STEFANOVIC: To be fair, Richard, all you’ve really done is whine. You know what will fix things for Labor? Kevin ’27. Don’t you reckon? It has got a ring to it.

MARLES: Well, Keven –

DUTTON: His beard will be down to his belly by then.

MARLES: Listen, Kevin is a former Prime Minister who is doing his bit. The story earlier in –

DUTTON: He is crying out for help, Richard.

MARLES: The story earlier this week is not who Kevin Rudd rang, it is who Scott Morrison didn’t ring. He sits on his hands.

DUTTON: Call him, call him. He’s aching for a friend to call him.

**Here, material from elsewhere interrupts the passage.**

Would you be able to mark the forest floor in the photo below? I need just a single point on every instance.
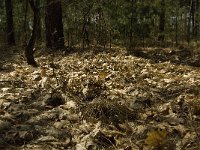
(113, 99)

STEFANOVIC: Even for Labor I think, Kevin does wind people up. Anyway, before we go, we have to say, this lottery idea on the front page of the Courier Mail, do you reckon that’s a go, Pete? Do you reckon a million dollars to encourage people to vaccinate, a shot to be a millionaire is what they are saying? Wayne Swan said before it was a little bit like having a lottery without a ticket. Is that true?

DUTTON: Well, I mean, you ‘d ask Wayne Swan about any matters financial, of course. That guy was a disaster. Why do you ask him about financial matters, Karl?

STEFANOVIC: Swanny got us through the GFC.

MARLES: He did get us through the GFC!

DUTTON: Please, pink batts and school halls, blah blah blah, please. Look, I’m in favour of the lottery. I think it’s a great idea. The only two flaws which the company has identified is they need regulation approval and someone to pay for it. So apart from that it seems like a pretty sound proposal. Anything to incentivise people to get vaccinated Karl, I’m in favour of. If you’ve hesitated in getting a vaccination, please go back and see your doctor because the medical advice is clear, get vaccinated as quickly as you can.

STEFONOVIC: Before we go, Happy birthday, Richard. I know you were celebrating in Rockhampton this week, pouring frothies in true Queensland style. Richard, I’ve had a few birthdays in Rocky myself and some of them we can’t remember. Pete, just say something really lovely to Richard on this, his 42nd birthday.

DUTTON: Richard, I missed your birthday. I’m sorry. I’ll send you –

MARLES: That is because I’m in denial!

DUTTON: And with that make-up you’re looking no older than 42, well done.

STEFONOVIC: Oh, sledge city. Thank you, gentlemen. Lovely to talk to you, talk to you very soon.